Custom guide for learning a 1D Gaussian distribution

Hey all,

I am new to Pyro, and I am somewhat confused why this code does not work, i.e. what am I doing wrong in the guide function. The ELBO looks very volatile, and the resulting estimates for the distribution of sigma are off.

import torch
import matplotlib.pyplot as plt

import pyro
from torch.distributions import constraints
import pyro.distributions as dist
import pyro.optim as optim
from pyro.infer import SVI, Trace_ELBO


true_mu = torch.Tensor([2])
true_sigma = torch.Tensor([1])

# generate data
data = pyro.distributions.Normal(true_mu, true_sigma).sample(torch.Size([20])).squeeze()

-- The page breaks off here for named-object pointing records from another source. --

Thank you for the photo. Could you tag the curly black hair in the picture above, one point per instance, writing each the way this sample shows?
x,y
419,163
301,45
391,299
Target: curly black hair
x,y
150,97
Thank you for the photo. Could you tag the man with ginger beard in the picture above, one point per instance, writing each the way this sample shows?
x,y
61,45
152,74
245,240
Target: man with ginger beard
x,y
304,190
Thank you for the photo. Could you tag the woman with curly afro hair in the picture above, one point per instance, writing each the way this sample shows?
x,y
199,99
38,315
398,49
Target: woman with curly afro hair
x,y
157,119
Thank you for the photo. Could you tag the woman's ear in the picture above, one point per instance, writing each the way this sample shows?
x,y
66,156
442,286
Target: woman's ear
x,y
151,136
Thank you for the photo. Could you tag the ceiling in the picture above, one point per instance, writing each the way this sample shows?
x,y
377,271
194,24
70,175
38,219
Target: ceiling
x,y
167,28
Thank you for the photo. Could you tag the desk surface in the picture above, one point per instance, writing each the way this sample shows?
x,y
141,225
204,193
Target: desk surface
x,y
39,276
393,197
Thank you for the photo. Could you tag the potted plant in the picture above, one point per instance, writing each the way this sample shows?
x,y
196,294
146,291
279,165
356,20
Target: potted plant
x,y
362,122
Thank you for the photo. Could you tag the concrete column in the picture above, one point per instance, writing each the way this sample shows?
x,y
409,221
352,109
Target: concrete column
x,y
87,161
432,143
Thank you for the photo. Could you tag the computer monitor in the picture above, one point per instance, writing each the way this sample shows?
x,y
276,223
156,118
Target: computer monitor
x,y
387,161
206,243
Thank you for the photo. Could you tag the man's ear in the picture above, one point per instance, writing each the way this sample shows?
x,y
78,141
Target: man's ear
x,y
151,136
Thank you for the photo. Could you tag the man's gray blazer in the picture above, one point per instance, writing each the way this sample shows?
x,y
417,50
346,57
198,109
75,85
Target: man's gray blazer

# specification of the data generating process
def model(data):
    mu = pyro.sample("mu", dist.Normal(torch.zeros(1), torch.ones(1)))
    sigma = pyro.sample("sigma", dist.LogNormal(torch.zeros(1), torch.ones(1)))

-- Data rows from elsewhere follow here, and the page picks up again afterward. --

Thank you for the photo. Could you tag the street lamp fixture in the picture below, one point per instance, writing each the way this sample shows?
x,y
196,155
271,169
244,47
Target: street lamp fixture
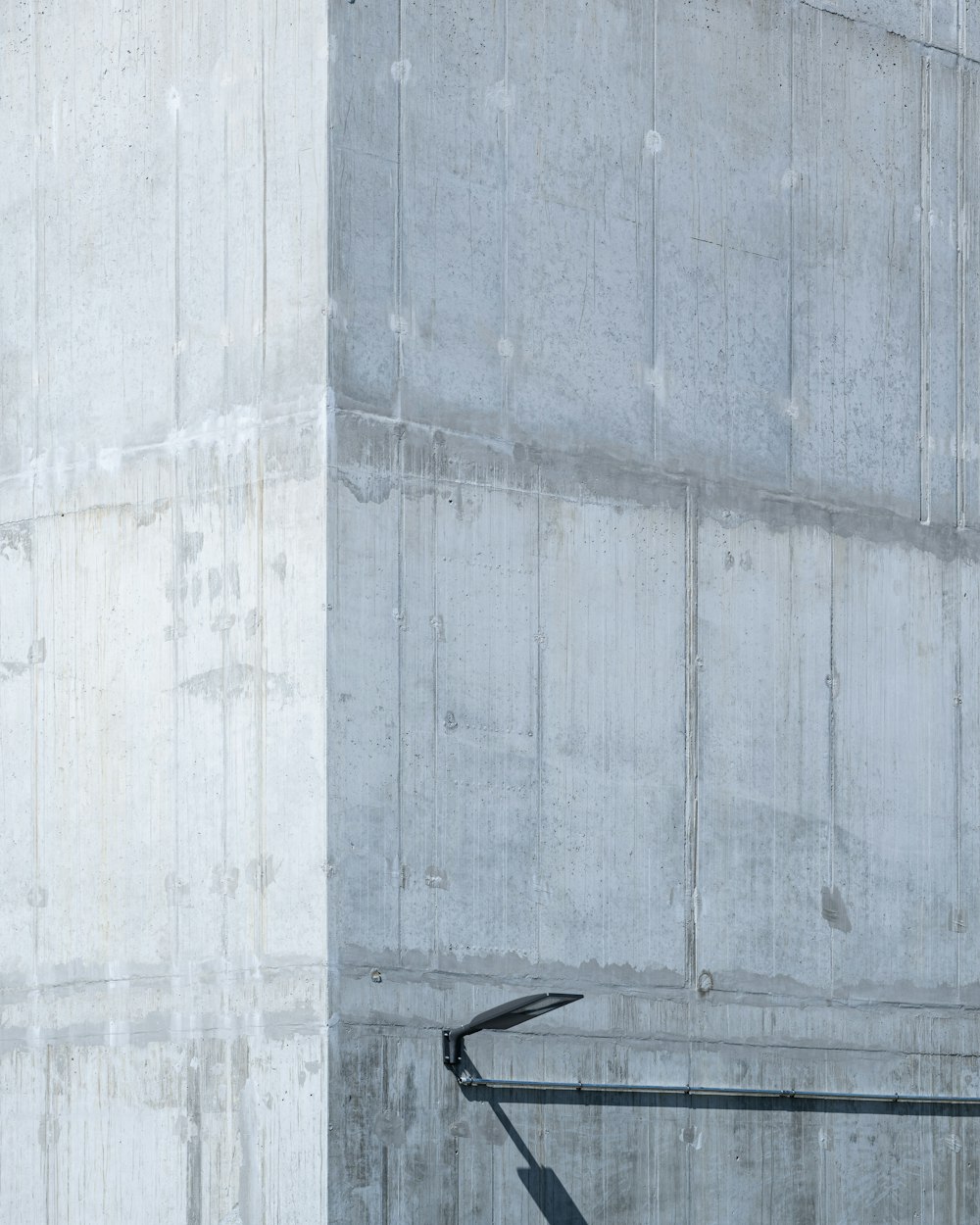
x,y
505,1015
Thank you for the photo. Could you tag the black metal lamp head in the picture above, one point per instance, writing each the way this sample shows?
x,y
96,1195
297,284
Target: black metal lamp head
x,y
515,1012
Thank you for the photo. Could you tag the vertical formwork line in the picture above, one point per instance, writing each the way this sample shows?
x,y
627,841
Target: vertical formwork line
x,y
538,701
961,205
925,289
505,238
34,597
400,621
832,741
691,734
655,279
400,322
790,261
958,775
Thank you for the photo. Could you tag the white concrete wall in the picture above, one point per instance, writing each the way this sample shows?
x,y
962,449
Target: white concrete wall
x,y
162,584
488,501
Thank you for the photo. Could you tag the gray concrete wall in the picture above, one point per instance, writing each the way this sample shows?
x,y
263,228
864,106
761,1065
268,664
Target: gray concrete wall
x,y
488,503
652,631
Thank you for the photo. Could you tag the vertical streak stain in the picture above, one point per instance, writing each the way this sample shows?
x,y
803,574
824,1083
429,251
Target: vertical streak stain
x,y
400,225
265,199
691,733
195,1143
961,206
505,230
925,297
655,187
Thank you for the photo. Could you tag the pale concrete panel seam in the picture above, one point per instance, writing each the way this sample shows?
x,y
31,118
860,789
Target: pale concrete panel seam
x,y
832,686
961,239
655,254
925,298
400,246
893,33
398,618
792,220
505,223
958,919
692,664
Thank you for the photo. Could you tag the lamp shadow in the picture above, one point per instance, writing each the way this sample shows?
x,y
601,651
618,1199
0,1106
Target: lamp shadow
x,y
542,1184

    with pyro.plate("data", len(data)):
        pyro.sample("obs", dist.Normal(mu, sigma), obs=data)

def guide(data):
    mu_loc = pyro.param('mu_loc',torch.tensor(0.))
    mu_scale = pyro.param('mu_scale', torch.tensor(1.), constraint=constraints.positive)
    sigma_loc = pyro.param('sigma_loc', torch.tensor(0.))
    sigma_scale = pyro.param('sigma_scale', torch.tensor(1.), constraint=constraints.positive)

    mu = pyro.sample("mu", dist.Normal(mu_loc, mu_scale))
    sigma = pyro.sample("sigma", dist.LogNormal(sigma_loc, sigma_scale))
    return {'mu': mu, 'sigma': sigma}

svi = SVI(model, 
          optim.Adam({"lr": .001}), 

num_iters = 1000
# store the elbo in list and plot later
elbo_list = []
for i in range(num_iters):
    elbo = svi.step(data)


print(pyro.param("mu_loc"), pyro.param("sigma_loc"))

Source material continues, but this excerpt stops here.